I am not quite a tall, handsome Blood Elf Warlock. But in time I’ll have an army of demons at my command.

Our devices are bringing our physical and digital worlds closer and closer together. It’s going to become easier and easier to create and hop into different alter egos. Maybe someday soon I’ll be able to just embody some digital Goggins with his hater’s mixtape pumped directly into my brain.

Sincere not serious

You can’t make every part of work a game, but you can probably adjust some parts of your process to bring some aspects of games in. But even games aren’t always fun, depending on the mindset that you bring to it.

The trick is simple: when you feel like your work is draining or overwhelming, try asking yourself, ‘How can I approach this with a little less seriousness, and a little more sincerity?’

Poker with friends comes to mind. The right amount of stakes makes it fun. In college, this was like a $10-20 buy-in. Winner gets $200 and the rest don’t feel too bad about losing.

High stakes takes the fun away. There’s too much seriousness. If you’re playing for, I don’t know, your house. Oh, it’ll be engaging. And I’m sure it’ll feel great if you win. (And presumably win your opponent’s house to turn into a rental property.) But it probably isn’t all that fun during it. Even if you win you’ll be drained at the end of it.

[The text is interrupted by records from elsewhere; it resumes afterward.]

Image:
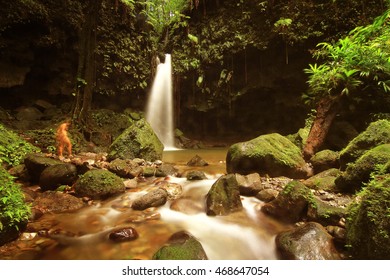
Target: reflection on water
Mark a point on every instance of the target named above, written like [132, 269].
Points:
[247, 234]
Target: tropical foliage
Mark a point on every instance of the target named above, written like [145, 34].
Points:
[357, 63]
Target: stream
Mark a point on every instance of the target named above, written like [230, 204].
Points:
[83, 234]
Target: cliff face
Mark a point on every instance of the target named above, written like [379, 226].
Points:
[238, 65]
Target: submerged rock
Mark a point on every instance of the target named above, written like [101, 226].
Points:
[99, 184]
[181, 246]
[155, 198]
[223, 196]
[138, 141]
[36, 163]
[308, 242]
[290, 204]
[123, 235]
[359, 172]
[377, 133]
[56, 175]
[271, 154]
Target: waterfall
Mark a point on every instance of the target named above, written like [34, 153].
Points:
[159, 110]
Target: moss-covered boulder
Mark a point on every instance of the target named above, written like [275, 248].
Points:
[307, 242]
[36, 163]
[324, 213]
[359, 172]
[271, 154]
[181, 246]
[368, 222]
[13, 148]
[99, 184]
[291, 203]
[224, 196]
[324, 160]
[14, 212]
[377, 133]
[324, 180]
[137, 141]
[56, 175]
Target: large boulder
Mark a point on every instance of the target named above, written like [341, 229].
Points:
[368, 222]
[36, 163]
[307, 242]
[99, 184]
[56, 175]
[224, 196]
[291, 204]
[137, 141]
[181, 246]
[271, 154]
[377, 133]
[359, 172]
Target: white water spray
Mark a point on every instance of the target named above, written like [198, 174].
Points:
[159, 110]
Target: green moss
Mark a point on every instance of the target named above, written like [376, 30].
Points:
[13, 148]
[14, 212]
[368, 221]
[99, 183]
[377, 133]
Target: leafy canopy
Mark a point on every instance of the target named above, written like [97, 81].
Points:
[359, 61]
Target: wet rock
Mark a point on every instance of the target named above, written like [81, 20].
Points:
[187, 206]
[377, 133]
[181, 246]
[325, 160]
[174, 190]
[271, 154]
[290, 204]
[360, 171]
[368, 222]
[138, 141]
[123, 235]
[249, 185]
[56, 202]
[125, 168]
[155, 198]
[224, 196]
[267, 195]
[195, 175]
[99, 184]
[28, 114]
[36, 163]
[56, 175]
[324, 180]
[197, 161]
[324, 213]
[307, 242]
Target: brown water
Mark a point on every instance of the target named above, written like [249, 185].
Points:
[247, 234]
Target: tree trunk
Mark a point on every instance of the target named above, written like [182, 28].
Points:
[86, 67]
[327, 109]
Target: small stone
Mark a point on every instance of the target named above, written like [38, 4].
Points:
[122, 235]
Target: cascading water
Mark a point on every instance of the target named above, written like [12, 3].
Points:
[159, 110]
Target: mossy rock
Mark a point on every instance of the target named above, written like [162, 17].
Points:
[224, 196]
[377, 133]
[181, 246]
[13, 148]
[359, 172]
[138, 141]
[324, 213]
[291, 203]
[324, 180]
[368, 222]
[271, 154]
[99, 184]
[14, 212]
[324, 160]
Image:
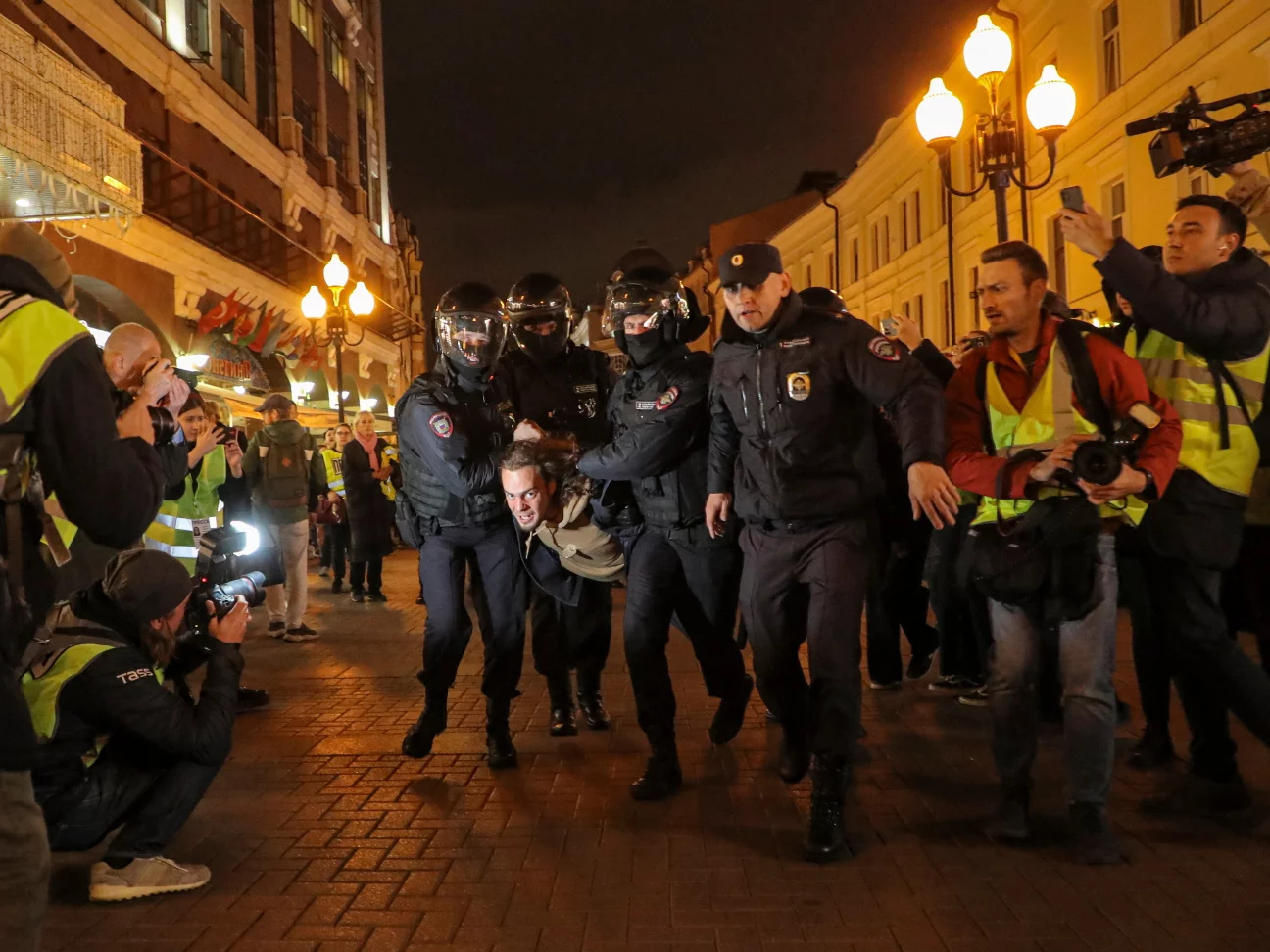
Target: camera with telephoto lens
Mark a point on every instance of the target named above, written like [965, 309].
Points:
[160, 419]
[1215, 144]
[1099, 461]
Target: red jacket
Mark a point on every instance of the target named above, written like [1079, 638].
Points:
[1123, 386]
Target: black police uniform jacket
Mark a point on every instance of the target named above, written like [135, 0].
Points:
[566, 395]
[793, 415]
[450, 445]
[660, 419]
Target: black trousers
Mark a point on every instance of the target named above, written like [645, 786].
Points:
[449, 627]
[809, 586]
[334, 547]
[961, 617]
[1212, 673]
[685, 575]
[141, 789]
[368, 573]
[564, 638]
[897, 599]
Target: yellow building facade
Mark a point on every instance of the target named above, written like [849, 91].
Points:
[1125, 60]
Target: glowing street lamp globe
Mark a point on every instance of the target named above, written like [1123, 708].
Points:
[313, 305]
[1051, 102]
[988, 51]
[940, 113]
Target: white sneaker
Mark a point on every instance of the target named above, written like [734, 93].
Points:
[149, 876]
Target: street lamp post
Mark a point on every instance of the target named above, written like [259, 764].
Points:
[360, 304]
[1050, 107]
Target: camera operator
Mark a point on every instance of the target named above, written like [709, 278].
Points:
[1042, 386]
[55, 406]
[1201, 334]
[95, 669]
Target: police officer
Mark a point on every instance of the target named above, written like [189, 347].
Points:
[454, 423]
[792, 434]
[562, 387]
[660, 430]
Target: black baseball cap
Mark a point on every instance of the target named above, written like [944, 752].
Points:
[750, 264]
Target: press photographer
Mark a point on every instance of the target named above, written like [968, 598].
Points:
[1201, 335]
[1042, 543]
[97, 670]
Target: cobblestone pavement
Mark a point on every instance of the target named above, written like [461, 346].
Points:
[321, 838]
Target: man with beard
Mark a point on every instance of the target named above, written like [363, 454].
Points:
[674, 567]
[454, 424]
[561, 387]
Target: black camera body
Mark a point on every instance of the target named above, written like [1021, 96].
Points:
[1099, 461]
[1215, 144]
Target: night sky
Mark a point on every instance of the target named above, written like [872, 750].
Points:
[552, 135]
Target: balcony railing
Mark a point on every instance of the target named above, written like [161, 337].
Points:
[64, 132]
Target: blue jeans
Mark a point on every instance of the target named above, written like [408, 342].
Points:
[1086, 650]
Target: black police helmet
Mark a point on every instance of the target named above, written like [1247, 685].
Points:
[541, 312]
[823, 300]
[471, 325]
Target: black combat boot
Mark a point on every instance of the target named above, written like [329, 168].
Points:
[561, 690]
[826, 836]
[1009, 824]
[730, 714]
[498, 734]
[661, 777]
[432, 721]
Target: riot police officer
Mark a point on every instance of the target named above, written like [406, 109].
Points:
[454, 424]
[792, 433]
[562, 387]
[660, 429]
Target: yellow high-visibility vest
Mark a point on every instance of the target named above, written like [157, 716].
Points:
[1184, 378]
[1047, 419]
[179, 523]
[33, 333]
[334, 461]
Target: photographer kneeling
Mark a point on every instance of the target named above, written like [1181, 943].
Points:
[1022, 420]
[95, 670]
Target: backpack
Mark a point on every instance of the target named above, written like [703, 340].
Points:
[284, 471]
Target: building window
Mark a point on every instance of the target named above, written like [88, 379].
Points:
[947, 313]
[974, 292]
[1058, 257]
[1116, 205]
[308, 119]
[1191, 14]
[232, 54]
[198, 28]
[333, 46]
[1111, 75]
[303, 18]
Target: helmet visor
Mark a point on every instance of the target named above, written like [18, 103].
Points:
[471, 339]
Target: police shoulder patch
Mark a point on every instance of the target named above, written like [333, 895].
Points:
[441, 424]
[884, 350]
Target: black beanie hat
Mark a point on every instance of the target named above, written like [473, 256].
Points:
[145, 583]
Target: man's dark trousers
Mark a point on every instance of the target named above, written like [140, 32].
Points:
[447, 630]
[822, 574]
[686, 575]
[571, 636]
[141, 788]
[1212, 673]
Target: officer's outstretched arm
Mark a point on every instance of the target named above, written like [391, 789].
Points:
[658, 442]
[446, 450]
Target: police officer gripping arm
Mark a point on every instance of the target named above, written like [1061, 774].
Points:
[562, 387]
[792, 441]
[674, 569]
[454, 423]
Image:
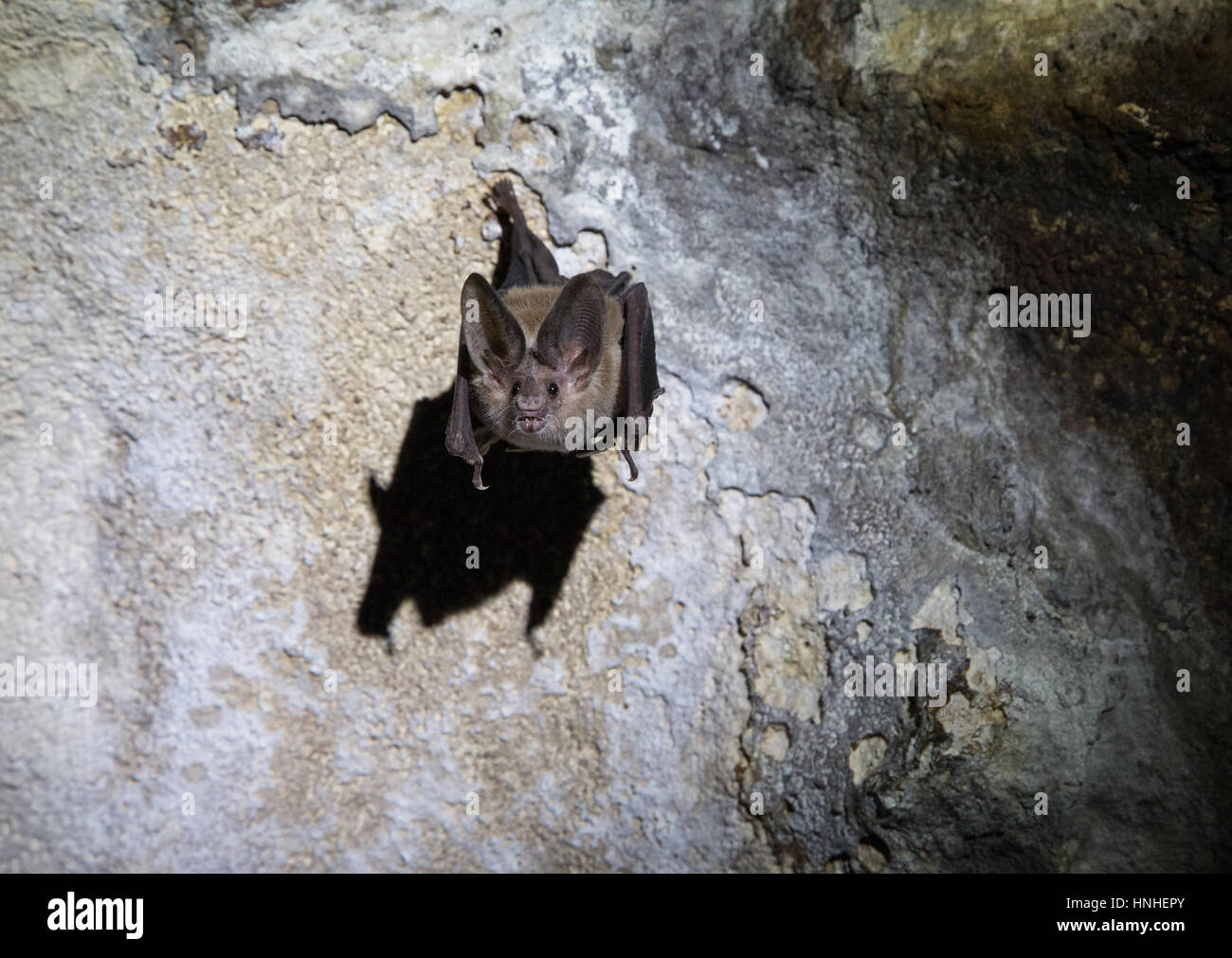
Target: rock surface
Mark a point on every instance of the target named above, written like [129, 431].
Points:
[850, 461]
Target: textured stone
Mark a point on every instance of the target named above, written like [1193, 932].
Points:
[849, 461]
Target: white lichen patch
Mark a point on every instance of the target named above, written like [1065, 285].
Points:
[865, 756]
[943, 611]
[842, 583]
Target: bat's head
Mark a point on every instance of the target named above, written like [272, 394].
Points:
[534, 371]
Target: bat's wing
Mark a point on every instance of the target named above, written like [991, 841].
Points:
[530, 262]
[641, 371]
[460, 431]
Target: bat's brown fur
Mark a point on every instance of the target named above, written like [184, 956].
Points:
[604, 391]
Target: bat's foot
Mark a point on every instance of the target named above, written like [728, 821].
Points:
[632, 465]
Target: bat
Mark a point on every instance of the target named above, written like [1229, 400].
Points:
[550, 365]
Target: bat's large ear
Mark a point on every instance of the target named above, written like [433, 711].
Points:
[571, 335]
[493, 337]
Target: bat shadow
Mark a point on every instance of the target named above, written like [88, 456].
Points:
[448, 547]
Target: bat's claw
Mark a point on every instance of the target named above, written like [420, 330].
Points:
[632, 465]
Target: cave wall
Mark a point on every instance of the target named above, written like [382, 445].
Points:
[254, 538]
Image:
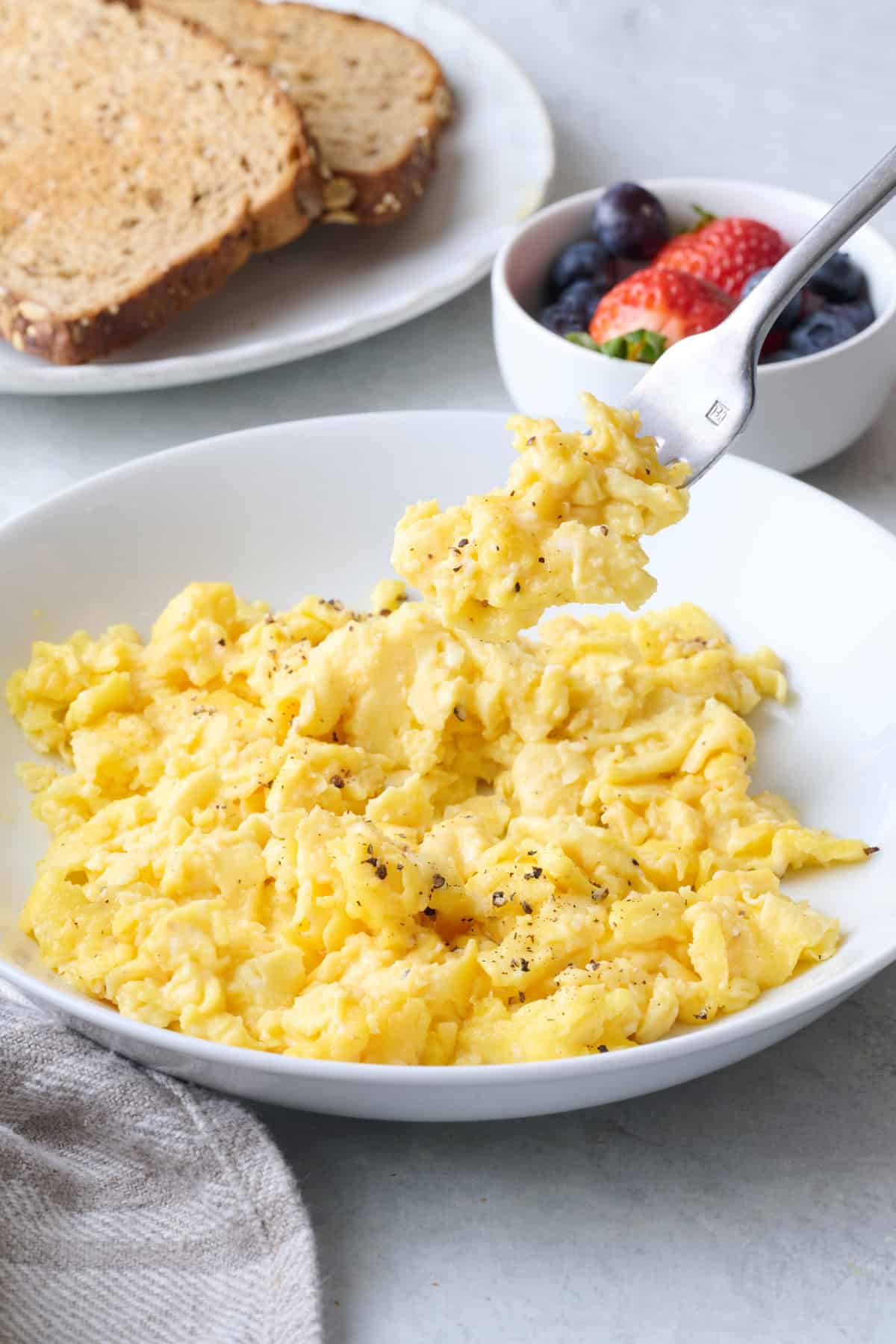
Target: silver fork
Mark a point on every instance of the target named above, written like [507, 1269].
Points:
[697, 396]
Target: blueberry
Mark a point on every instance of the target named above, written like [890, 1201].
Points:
[582, 296]
[829, 326]
[586, 260]
[561, 319]
[862, 314]
[840, 280]
[630, 222]
[791, 314]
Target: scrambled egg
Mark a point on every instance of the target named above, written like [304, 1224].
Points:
[564, 529]
[378, 836]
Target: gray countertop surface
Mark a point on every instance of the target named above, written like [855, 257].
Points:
[755, 1203]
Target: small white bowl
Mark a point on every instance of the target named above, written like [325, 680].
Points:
[806, 409]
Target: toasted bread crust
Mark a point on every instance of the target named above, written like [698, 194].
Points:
[77, 340]
[351, 195]
[289, 213]
[272, 208]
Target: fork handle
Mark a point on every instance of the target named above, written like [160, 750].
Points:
[758, 311]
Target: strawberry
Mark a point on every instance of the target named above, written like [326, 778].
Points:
[660, 300]
[724, 252]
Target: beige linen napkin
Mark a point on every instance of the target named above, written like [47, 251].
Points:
[139, 1209]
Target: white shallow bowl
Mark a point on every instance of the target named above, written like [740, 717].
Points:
[806, 410]
[337, 284]
[309, 507]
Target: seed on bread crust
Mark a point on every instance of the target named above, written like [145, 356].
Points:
[339, 193]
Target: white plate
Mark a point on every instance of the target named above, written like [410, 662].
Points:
[337, 285]
[309, 507]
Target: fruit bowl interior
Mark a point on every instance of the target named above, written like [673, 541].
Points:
[806, 409]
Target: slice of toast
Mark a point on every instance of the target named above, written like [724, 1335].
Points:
[140, 166]
[374, 100]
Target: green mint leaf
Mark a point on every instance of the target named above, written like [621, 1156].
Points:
[704, 217]
[644, 347]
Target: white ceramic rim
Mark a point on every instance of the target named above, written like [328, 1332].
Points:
[696, 184]
[755, 1019]
[252, 356]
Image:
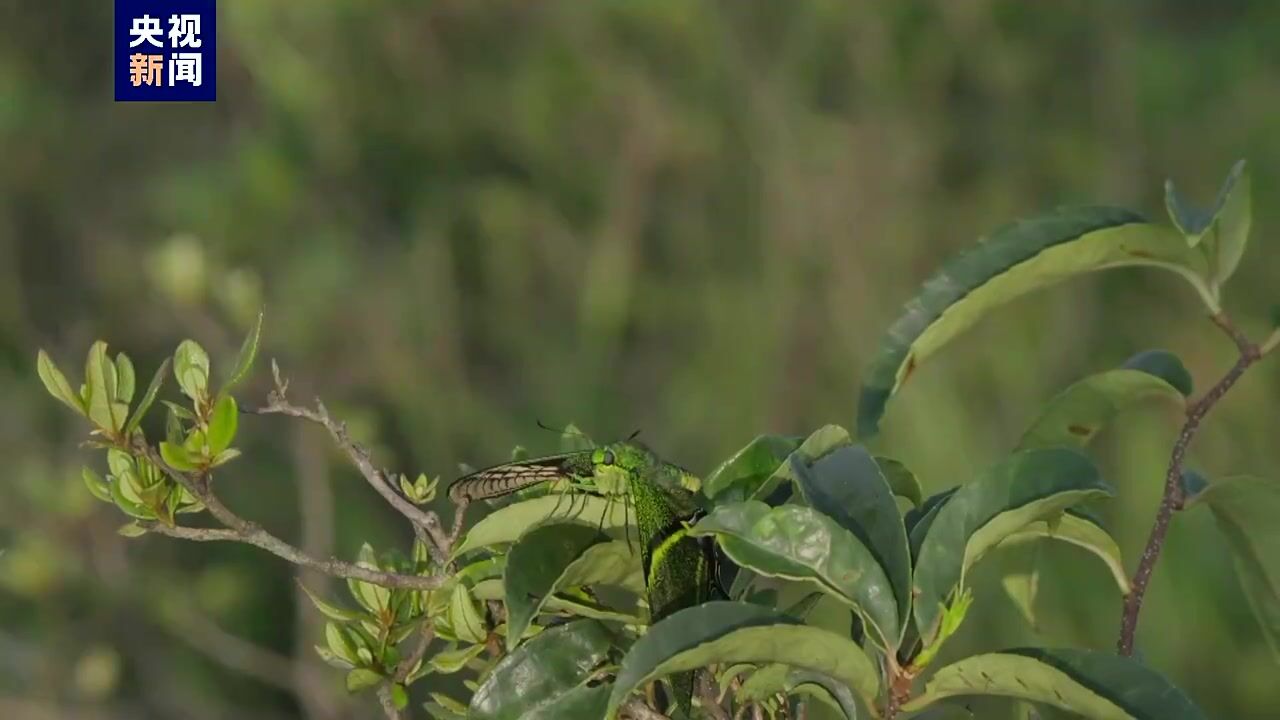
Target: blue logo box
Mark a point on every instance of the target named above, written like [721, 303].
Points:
[165, 50]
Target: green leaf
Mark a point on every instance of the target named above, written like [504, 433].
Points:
[1075, 415]
[222, 424]
[1093, 684]
[328, 610]
[362, 679]
[584, 702]
[821, 442]
[341, 643]
[615, 563]
[224, 458]
[191, 369]
[1224, 227]
[535, 566]
[1247, 509]
[1080, 532]
[542, 671]
[826, 689]
[451, 661]
[508, 523]
[739, 632]
[1165, 365]
[1014, 260]
[246, 356]
[177, 458]
[100, 378]
[901, 479]
[800, 543]
[56, 383]
[97, 487]
[752, 464]
[849, 487]
[1029, 486]
[124, 378]
[465, 618]
[147, 397]
[131, 531]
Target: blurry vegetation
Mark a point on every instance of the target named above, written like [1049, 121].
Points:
[690, 218]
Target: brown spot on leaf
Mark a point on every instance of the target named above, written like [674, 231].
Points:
[909, 369]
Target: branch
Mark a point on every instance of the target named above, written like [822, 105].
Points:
[277, 404]
[638, 710]
[388, 702]
[238, 529]
[1173, 497]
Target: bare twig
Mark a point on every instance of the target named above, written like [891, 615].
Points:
[277, 404]
[238, 529]
[635, 709]
[424, 641]
[1173, 497]
[388, 702]
[275, 546]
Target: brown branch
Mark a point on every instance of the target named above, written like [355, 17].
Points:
[388, 702]
[238, 529]
[709, 693]
[362, 460]
[275, 546]
[1173, 497]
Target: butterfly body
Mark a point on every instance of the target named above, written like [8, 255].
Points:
[677, 569]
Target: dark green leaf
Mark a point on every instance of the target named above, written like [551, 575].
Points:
[752, 464]
[1092, 684]
[1016, 259]
[124, 379]
[801, 543]
[246, 356]
[739, 632]
[535, 566]
[1074, 417]
[1029, 486]
[542, 671]
[177, 458]
[1247, 510]
[362, 679]
[100, 378]
[849, 487]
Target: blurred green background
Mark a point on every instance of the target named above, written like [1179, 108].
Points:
[686, 217]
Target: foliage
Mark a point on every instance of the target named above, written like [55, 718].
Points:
[544, 606]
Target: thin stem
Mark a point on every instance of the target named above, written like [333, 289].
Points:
[238, 529]
[1173, 497]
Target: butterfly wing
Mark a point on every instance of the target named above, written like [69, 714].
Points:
[511, 477]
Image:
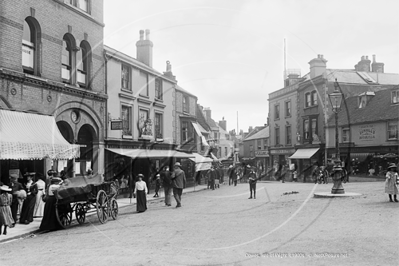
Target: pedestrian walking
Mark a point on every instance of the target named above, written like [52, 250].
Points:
[179, 182]
[140, 193]
[252, 179]
[157, 185]
[5, 209]
[391, 183]
[166, 179]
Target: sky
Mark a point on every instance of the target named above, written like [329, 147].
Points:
[230, 53]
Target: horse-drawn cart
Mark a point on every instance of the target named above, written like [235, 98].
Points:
[80, 194]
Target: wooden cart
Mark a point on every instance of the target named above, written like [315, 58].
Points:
[78, 199]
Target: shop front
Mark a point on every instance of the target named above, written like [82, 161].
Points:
[31, 142]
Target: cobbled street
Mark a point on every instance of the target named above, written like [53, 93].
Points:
[224, 227]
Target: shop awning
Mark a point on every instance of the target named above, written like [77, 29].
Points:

Zero stakes also takes the fun completely out. There’s no sincerity. There’d be times where we’d think “Oh poker is fun, let’s play.” but not everyone would want to play for money. So then we’d try to play without money. “Okay it’ll be fun just because of the competition.” But removing the stakes removes the sincerity of it. Everyone just goes all-in way earlier than they would’ve if money is involved.

In your work you’ll want to find the right balance. You can burn out in either direction. If you’re taking it too serious then every day will be draining. If you’re not taking it serious at all then you’re probably working without purpose.

To reduce the seriousness, it might just take a bit more deliberate recharging. Something to remind you that work isn’t everything—you’ve got things outside of it. To increase sincerity, look at it as a training session—if you have to do this tedious work anyway, you may as well try to get better at it so you can get it over with faster.

(TO BE CONTINUED… my pomodoro timer went off and I’m feeling good still. I’ll come back to this post in a bit. Writing this a little bit at a time or I’ll never finish.)